Côté du Land, rien ne va plus non plus, Le pneu avant gauche est dégonflé. Et c’est grave.

Guy bataille depuis les Etats Unis avec un truc de dingue… Deux de ses jantes sont fendues et laissent échapper l’air.

Il regonfle, et nous reprenons notre route. Plus loin, nous voyons deux voitures arrêtées sans autres raisons apparentes qu’un arrêt photo…

Et oui, un ours se restaure au détour d’un virage.

Michel se croit en safari

Et Doreen passe par-dessus ses appréhensions et sort de voiture.

Lui, nous surveille entre deux bouchées de pissenlits.

Tout inoffensif qu’il nous parait, n’oublions pas qu’Il est sauvage

Heureux de cette rencontre, nous continuons sur Tofino. Nous allons au seul garage de la ville en espérant qu’ils trouveront une solution pour le Land.

Très débordés, ils font tout pour sortir Guy de là. Démontage des pneus, soudure, re démontage 7 fois et soudure 7 fois pour finalement faire la première, la deuxième sera faite demain. Guy et Marie Jo peuvent monter en Alaska rassurés.

Après une nuit sur un parking non autorisé, nous subissons les remontrances de la préposée municipale dès notre réveil. Une petite discussion avec elle et elle nous épargne l’amende.

La région est magnifique avec cette mer parsemée de petits ilots de forêt.

La région est aussi un paradis pour les hydravions

Au port, les anémones de mer noires ou blanches recouvrent les vieux bateaux.

Nos passionnés de botanique nous emmènent, pas très loin, visiter une forêt humide primaire.

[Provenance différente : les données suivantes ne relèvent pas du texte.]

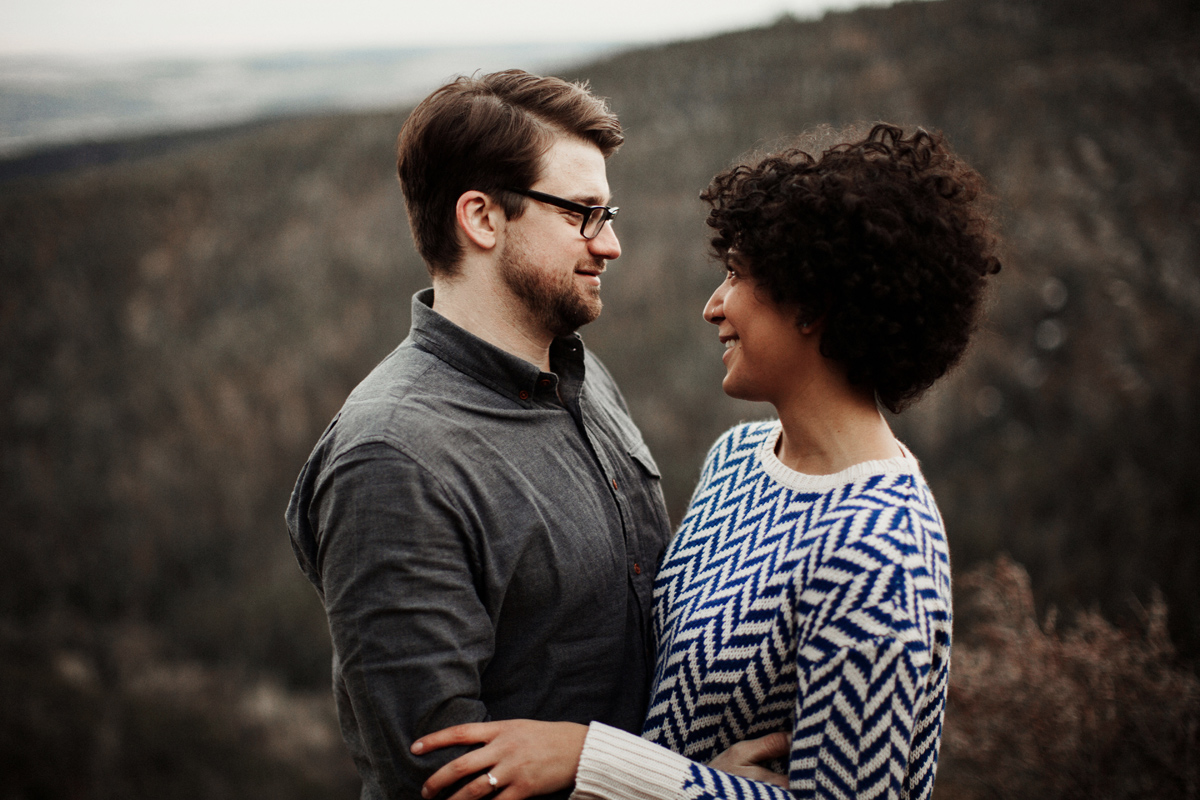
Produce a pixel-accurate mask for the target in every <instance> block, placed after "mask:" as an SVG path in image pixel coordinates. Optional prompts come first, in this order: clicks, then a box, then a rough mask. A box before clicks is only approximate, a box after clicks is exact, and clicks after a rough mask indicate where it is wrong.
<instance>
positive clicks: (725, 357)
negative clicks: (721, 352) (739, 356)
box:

Et elle n’usurpe pas son nom.

Tellement, elle est dense, on a l’impression qu’elle pourrait nous engloutir facilement.

Nous avons adoré.

Nous continuons par celle un peu plus loin, mais à part ce « Totem gardien, », elle est décevante.

Le temps passe et nous décidons de couper court au tour de l’ile de Vancouver pour assurer notre impératif d’Alaska.

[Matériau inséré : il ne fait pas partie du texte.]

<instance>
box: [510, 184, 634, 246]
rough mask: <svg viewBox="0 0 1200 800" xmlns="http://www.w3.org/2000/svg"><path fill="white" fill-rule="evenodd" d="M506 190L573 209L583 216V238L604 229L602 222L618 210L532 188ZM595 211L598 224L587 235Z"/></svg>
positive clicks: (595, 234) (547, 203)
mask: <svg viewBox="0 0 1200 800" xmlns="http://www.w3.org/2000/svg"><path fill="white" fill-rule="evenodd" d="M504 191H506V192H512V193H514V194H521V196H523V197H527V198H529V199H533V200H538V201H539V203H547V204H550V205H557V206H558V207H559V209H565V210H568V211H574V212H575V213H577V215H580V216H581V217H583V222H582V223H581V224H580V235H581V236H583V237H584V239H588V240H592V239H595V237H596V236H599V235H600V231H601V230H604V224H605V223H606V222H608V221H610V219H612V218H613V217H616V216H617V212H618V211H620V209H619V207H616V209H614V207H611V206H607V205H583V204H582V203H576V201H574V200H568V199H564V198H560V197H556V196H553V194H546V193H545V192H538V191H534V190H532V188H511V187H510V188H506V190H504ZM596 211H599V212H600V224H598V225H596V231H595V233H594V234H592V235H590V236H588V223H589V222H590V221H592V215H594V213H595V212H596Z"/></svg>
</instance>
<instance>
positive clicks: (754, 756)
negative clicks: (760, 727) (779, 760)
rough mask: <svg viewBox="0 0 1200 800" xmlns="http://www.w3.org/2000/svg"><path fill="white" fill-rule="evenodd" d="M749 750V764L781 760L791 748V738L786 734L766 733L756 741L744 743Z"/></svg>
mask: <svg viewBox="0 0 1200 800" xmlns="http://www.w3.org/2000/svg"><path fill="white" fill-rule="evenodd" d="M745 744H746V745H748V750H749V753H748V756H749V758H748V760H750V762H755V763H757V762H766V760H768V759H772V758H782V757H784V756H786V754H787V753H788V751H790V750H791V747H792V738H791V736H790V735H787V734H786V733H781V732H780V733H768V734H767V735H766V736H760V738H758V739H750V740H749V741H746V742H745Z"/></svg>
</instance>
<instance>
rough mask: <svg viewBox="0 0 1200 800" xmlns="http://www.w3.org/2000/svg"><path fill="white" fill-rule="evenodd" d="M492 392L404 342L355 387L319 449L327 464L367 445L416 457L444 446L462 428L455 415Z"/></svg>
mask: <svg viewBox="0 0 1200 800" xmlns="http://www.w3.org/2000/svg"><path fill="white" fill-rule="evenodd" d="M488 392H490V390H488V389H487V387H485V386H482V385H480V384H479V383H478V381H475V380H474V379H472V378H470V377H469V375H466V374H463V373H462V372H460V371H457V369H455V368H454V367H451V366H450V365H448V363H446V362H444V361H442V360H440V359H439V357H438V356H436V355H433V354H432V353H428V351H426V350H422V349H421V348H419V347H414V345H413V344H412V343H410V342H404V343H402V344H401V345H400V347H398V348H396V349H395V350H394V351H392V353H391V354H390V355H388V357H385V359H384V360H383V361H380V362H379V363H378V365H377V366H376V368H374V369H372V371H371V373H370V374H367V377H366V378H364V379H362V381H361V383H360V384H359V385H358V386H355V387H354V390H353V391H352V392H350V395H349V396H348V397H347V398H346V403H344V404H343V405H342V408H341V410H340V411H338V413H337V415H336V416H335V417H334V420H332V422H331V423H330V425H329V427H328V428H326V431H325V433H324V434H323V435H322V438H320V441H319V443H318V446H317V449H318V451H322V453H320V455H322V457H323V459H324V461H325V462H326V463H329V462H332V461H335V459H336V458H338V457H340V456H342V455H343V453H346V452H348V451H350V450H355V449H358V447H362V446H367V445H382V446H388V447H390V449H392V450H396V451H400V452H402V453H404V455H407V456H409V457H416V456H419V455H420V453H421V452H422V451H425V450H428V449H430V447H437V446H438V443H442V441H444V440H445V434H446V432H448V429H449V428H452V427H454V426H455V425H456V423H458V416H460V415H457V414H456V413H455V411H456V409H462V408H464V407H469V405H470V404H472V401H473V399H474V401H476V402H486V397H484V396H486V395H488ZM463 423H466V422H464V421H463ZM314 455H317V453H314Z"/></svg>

Guy avait vu d’énormes bombardiers d’eau il y a quelques années sur un lac. Il espère les voir décoller. Nous voilà donc parti vers leur base en longeant des rivières a saumons.

Ils sont bien là, mais cette fois, à sec… Grosse déception de ne pas pouvoir les voir évoluer sur l’eau et nous finissons en bivouac sauvage à côté du site.

Pour notre dernier jour sur l’ile (à peu près grande comme la corse), nous montons plus au nord voir

Un musée indien où les photos les plus intéressantes sont interdites, Grrrr….

Puis nous redescendons un peu pour prendre le ferry. C’est le week-end , ils ont tous sorti leur belle américaine.

En face, nous avons depuis le bateau un avant-gout du spectacle qui nous attend dans les prochains jours.

Nous laissons l’ile dans un superbe coucher de soleil.